University of Tennessee System will guarantee admission to top high school graduates starting next fall

Staff photo by Olivia Ross / Dakota Hodges, admissions counselor, speaks to students at Bradley Central High School about the University of Tennessee on Wednesday.


Top seniors at public and private high schools in Tennessee will be guaranteed a spot at any University of Tennessee System campus they apply to under a new policy approved by the UT board of trustees Friday.

Under the policy, which goes into effect for students applying to start school in fall 2024, applicants will need to meet admissions deadlines and one of three criteria:

— Finish in the top 10% of their graduating class.

— Achieve a 4.0 or higher GPA.

— Achieve a 3.2 or higher GPA and a composite ACT score of 23 or higher or an SAT score of 1130-1150 or higher (although this criteria is not valid at the main campus in Knoxville).

These criteria are assessed based on a student's transcript at the end of their junior year.

UT President Randy Boyd said in a video call with the Chattanooga Times Free Press ahead of the board's vote he hoped the policy would bust the myth that it's too hard to get accepted to a UT campus.

"We're excited about this.
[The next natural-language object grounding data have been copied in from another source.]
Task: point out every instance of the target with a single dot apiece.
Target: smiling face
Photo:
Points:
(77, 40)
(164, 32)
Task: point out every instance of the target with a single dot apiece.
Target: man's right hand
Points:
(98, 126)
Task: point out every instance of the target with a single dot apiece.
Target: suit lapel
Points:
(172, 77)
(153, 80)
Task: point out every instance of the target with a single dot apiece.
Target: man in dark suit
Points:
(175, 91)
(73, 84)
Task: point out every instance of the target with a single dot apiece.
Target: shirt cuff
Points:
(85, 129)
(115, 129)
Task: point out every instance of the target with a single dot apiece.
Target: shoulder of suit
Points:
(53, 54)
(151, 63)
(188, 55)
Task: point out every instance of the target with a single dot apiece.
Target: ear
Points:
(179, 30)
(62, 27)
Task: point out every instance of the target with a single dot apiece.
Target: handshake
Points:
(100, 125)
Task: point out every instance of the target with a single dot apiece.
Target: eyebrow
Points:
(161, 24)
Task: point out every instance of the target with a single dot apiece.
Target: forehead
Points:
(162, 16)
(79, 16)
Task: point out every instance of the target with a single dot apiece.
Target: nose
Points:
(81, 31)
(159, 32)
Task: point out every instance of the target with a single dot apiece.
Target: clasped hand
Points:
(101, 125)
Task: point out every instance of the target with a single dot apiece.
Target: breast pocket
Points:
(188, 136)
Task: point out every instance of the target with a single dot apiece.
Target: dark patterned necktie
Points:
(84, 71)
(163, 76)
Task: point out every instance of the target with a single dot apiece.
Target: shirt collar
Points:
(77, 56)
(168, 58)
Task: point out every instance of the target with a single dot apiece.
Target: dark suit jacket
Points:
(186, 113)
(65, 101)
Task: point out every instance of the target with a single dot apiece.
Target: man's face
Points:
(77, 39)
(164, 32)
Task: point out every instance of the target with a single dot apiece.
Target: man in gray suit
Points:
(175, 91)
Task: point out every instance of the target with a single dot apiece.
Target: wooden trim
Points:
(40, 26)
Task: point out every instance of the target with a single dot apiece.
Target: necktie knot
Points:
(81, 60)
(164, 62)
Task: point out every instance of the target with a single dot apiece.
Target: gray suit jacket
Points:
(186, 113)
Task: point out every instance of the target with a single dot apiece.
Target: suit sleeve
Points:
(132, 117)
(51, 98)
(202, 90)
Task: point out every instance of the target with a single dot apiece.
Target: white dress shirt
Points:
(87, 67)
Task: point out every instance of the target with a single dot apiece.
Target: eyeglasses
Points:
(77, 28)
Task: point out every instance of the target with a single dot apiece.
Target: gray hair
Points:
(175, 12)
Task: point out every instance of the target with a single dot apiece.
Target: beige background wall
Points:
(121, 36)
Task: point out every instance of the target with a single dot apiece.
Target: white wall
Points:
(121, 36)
We think it's going to result in increases in Tennesseans coming to our campuses," Boyd said. "We also think it's going to help us better reflect the diversity within our state."
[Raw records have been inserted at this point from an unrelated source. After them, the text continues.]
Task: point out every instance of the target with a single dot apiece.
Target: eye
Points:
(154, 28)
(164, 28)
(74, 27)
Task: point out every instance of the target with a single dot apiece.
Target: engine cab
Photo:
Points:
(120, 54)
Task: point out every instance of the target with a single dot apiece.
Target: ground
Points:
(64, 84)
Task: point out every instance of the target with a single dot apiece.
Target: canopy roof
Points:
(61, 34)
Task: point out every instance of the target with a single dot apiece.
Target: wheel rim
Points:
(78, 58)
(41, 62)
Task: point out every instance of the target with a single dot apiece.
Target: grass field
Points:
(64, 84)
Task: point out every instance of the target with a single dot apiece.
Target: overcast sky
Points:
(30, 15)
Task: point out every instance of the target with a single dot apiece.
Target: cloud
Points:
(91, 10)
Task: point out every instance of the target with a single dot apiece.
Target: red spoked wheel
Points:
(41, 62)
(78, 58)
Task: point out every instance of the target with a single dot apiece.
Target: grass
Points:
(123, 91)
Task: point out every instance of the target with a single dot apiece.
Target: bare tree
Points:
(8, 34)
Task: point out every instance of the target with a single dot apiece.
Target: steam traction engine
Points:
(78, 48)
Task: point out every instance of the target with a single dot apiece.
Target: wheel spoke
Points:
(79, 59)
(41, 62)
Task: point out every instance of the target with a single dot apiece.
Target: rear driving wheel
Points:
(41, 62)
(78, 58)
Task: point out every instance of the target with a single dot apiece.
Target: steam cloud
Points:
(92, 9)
He also said the criteria will give students a target to work toward, he said.

(READ MORE: University of Tennessee encourages students to apply for expanded free-tuition program)

  photo  Staff photo by Olivia Ross / Bradley Central High Schools band performs at a pep rally Wednesday with visiting dignitaries from the University of Tennessee.
 
 

In 1997, a similar law in Texas guaranteed students who graduated in the top 10% of their high school class automatic admission to the state university of their choice. The law was later amended to increase the threshold for automatic admission for the University of Texas at Austin in order to ensure 25% of students were admitted through a holistic review process.
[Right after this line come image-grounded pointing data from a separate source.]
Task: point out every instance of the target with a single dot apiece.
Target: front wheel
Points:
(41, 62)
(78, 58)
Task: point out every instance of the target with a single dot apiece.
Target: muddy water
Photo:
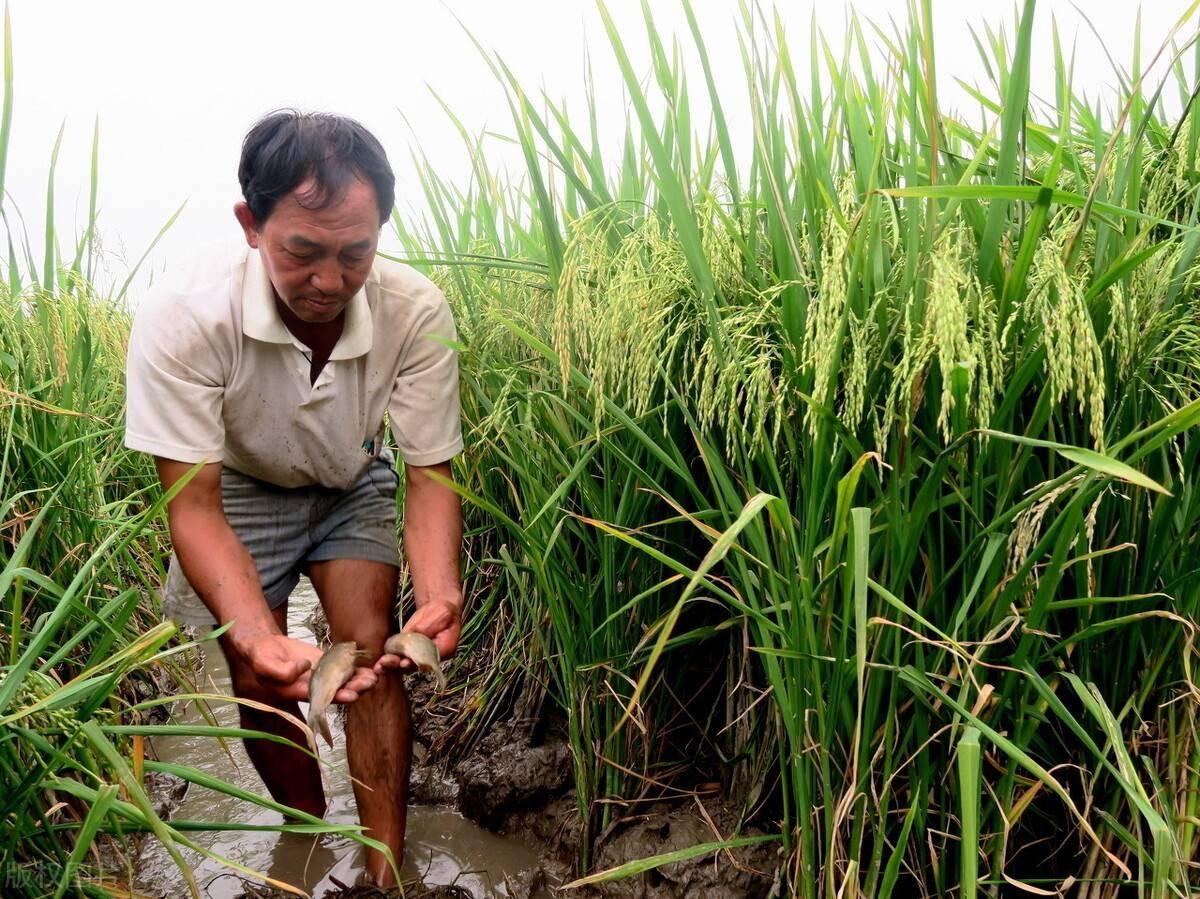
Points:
(442, 847)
Boyd hopes the UT system program will increase the number of students who achieve a score of 30 or higher on the ACT who attend a university in Tennessee, as well as the number of applications from students at rural and socioeconomically disadvantaged schools, he said.

He cited a 2018 study about Texas' guaranteed admissions program, which found that top 10% eligibility was associated with a 16-percentage-point increase in the probability of applying to a flagship campus for high-income, highly qualified students and a 22-percentage-point increase for similar low-income students.

"We want a higher percentage of those, and we're thinking if we can let them know earlier, it'll give us an advantage," Boyd said.

(READ MORE: UTC welcomes thousands of students for the first day of classes)

Other research suggests the Texas law has done little to increase diversity at the state's flagship universities — the University of Texas at Austin and Texas A&M.

A 2020 study found that most high schools that did not regularly send students to the two universities before the law's implementation continued to not send students. Meanwhile, students from high-achieving high schools continued to comprise more than 90% of the students from Texas public high schools on the two campuses. The researchers also said the plan did not recover the racial diversity lost by Texas' ban of affirmative action.

The new policy guarantees admittance to a University of Tennessee System campus but not to a particular college, school, department, major or program. Additionally, all applicants will still need to submit their ACT or SAT score, and Knoxville campus applicants are required to have a minimum score of 19 on the math and English sections of the ACT.